METTIAMO A FUOCO

La società medievale: una società tripartita e statica?

Differenti compiti per il bene di tutti…

Un testo poetico del vescovo Adalberone di Laon, scritto intorno al 1030, descrive la società del suo tempo come un organismo ben ordinato in cui le persone sono divise in tre ordini, ognuno con un ben preciso compito da svolgere. Vi erano gli oratores (dal latino orare, “pregare”) ossia gli ecclesiastici, dediti alla preghiera e al servizio religioso; i bellatores (dal latino bellum, “guerra”) cioè i nobili, che avevano il compito di combattere per difendere la comunità e infine i laboratores (lavoratori) ossia i contadini e in generale il popolo, che lavoravano per mantenere tutta la società. Questa tripartizione garantiva, secondo Adalberone, uno sviluppo ordinato all’intera società in quanto ognuno, col suo compito, contribuiva al bene di tutti. Da ciò derivava anche la pace sociale. Per molti questa sarebbe la perfetta descrizione della società medievale. Ma le cose stavano veramente così?
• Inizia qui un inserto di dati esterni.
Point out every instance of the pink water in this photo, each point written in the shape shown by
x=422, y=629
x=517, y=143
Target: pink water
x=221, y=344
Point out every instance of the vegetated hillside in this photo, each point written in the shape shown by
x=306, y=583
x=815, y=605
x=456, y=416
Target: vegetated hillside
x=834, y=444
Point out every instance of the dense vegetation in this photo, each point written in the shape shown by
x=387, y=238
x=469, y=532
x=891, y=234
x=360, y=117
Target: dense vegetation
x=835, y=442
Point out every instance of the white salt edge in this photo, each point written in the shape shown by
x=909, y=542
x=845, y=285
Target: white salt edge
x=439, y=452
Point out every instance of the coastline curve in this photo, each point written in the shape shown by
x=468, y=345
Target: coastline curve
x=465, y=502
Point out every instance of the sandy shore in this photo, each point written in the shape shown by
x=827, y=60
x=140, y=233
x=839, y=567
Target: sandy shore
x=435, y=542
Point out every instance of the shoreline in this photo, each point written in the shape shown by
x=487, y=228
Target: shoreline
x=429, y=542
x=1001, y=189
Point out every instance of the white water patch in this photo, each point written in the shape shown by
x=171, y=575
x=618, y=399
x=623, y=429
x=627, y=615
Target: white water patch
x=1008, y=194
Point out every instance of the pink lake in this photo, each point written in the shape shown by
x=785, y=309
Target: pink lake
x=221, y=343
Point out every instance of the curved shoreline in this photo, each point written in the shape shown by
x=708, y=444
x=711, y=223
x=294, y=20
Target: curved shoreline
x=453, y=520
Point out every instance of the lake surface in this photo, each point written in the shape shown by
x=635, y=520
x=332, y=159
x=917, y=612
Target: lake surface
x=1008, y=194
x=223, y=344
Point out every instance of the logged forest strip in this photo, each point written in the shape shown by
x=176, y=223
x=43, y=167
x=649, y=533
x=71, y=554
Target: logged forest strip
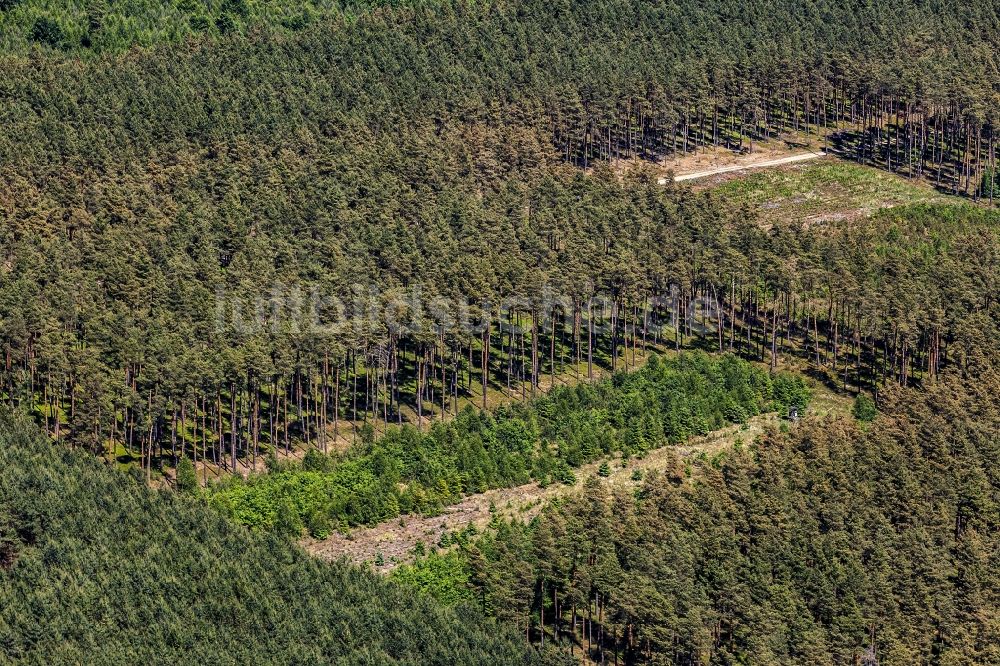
x=395, y=540
x=811, y=155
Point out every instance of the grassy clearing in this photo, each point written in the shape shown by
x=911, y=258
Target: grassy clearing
x=829, y=189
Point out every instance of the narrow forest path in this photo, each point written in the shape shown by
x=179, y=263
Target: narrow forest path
x=395, y=539
x=746, y=165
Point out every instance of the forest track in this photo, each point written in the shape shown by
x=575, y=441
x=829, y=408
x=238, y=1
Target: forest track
x=791, y=159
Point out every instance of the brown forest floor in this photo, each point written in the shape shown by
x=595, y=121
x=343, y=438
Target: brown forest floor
x=396, y=539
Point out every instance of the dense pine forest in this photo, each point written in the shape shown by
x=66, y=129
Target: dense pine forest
x=270, y=269
x=95, y=568
x=435, y=151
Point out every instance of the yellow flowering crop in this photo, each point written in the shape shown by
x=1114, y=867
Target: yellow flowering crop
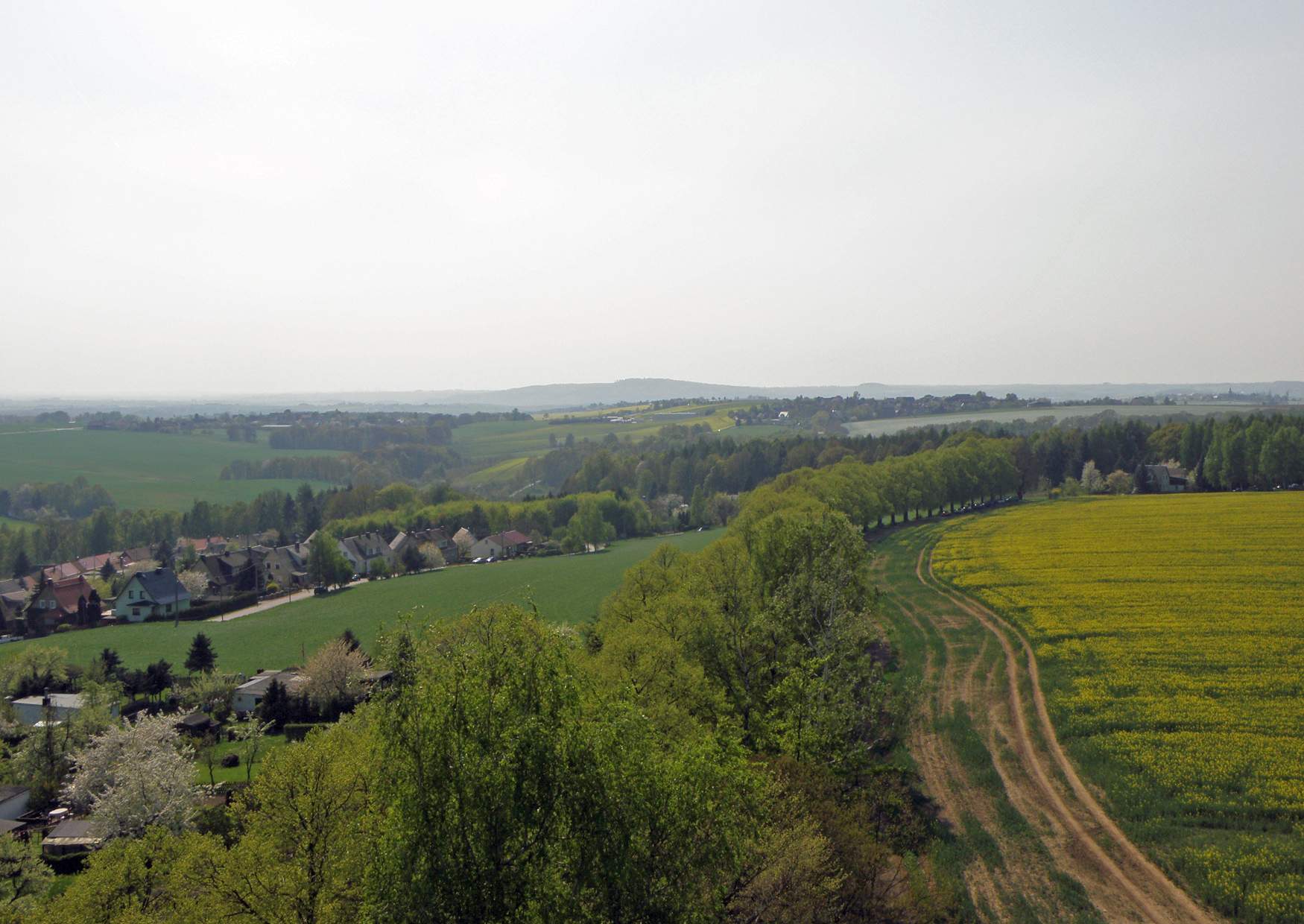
x=1170, y=631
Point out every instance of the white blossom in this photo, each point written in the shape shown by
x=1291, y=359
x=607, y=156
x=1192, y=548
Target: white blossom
x=133, y=776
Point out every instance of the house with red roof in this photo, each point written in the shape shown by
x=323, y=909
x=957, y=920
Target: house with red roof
x=71, y=601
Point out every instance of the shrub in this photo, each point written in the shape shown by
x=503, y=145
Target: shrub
x=297, y=732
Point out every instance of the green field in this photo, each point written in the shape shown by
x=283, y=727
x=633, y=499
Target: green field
x=882, y=428
x=1170, y=633
x=236, y=774
x=502, y=440
x=566, y=589
x=140, y=469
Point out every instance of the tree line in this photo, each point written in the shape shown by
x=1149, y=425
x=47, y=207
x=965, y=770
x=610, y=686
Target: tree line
x=714, y=747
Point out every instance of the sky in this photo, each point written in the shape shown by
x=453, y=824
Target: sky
x=257, y=197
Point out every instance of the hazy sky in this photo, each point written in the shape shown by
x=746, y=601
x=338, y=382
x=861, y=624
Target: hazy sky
x=266, y=197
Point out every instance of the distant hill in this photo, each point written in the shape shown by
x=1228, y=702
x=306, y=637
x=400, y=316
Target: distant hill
x=625, y=391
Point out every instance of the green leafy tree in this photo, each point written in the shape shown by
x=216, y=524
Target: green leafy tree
x=158, y=677
x=587, y=525
x=252, y=737
x=502, y=781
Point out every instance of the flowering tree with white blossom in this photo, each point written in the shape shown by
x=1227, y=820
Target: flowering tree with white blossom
x=135, y=776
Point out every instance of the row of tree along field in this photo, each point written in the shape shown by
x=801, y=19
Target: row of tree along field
x=683, y=466
x=714, y=747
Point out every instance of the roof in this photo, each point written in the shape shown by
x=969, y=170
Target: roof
x=72, y=833
x=94, y=562
x=259, y=683
x=161, y=586
x=57, y=700
x=68, y=592
x=63, y=571
x=365, y=546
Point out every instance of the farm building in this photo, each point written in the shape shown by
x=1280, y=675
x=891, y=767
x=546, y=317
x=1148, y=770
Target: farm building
x=13, y=802
x=1165, y=480
x=501, y=545
x=66, y=601
x=75, y=835
x=361, y=550
x=31, y=709
x=250, y=694
x=151, y=593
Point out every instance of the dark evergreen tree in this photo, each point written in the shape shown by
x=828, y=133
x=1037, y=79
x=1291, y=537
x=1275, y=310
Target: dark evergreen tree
x=276, y=706
x=158, y=677
x=201, y=657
… ma la realtà era più complessa

Dobbiamo dire che quella del vescovo francese era una rappresentazione piuttosto ideale: era il suo modo di concepire una società perfetta, in altri termini ciò che egli desiderava e sperava perché ci fossero ordine e pace. Probabilmente una tripartizione ordinata come quella da lui descritta si verificò solo in periodi piuttosto brevi e in ambiti territoriali limitati. Di fatto molteplici esempi testimoniano una realtà molto più complessa e in costante evoluzione. Vi furono infatti uomini di Chiesa che, oltre a pregare, lavoravano (i monaci benedettini) e altri che governavano e combattevano (saranno i vescovi-conti o i monaci combattenti degli ordini monastico-cavallereschi). Lo stesso popolo dei laboratoresdopo l’anno Mille comprenderà anche i “borghesi”, mercanti, artigiani, imprenditori che con la loro attività potranno arricchirsi fino a minacciare la supremazia dei nobili nella società: questi borghesi saranno anche disposti a combattere in eserciti cittadini per difendere le loro libertà, e in tal caso la guerra non sarà più compito esclusivo dei nobili.

Bastano questi esempi a metterci in guardia, nel fare storia, dal rischio di generalizzare o di sostituire alla realtà dei fatti schemi o concezioni astratte che, per quanto belle e ideali, hanno il difetto di non essere vere, del tutto o almeno in parte. Di ciò probabilmente si rendeva conto lo stesso Adalberone che, infatti, nel testo che abbiamo citato conclude lamentandosi proprio perché la società che lui aveva descritto stava rapidamente cambiando.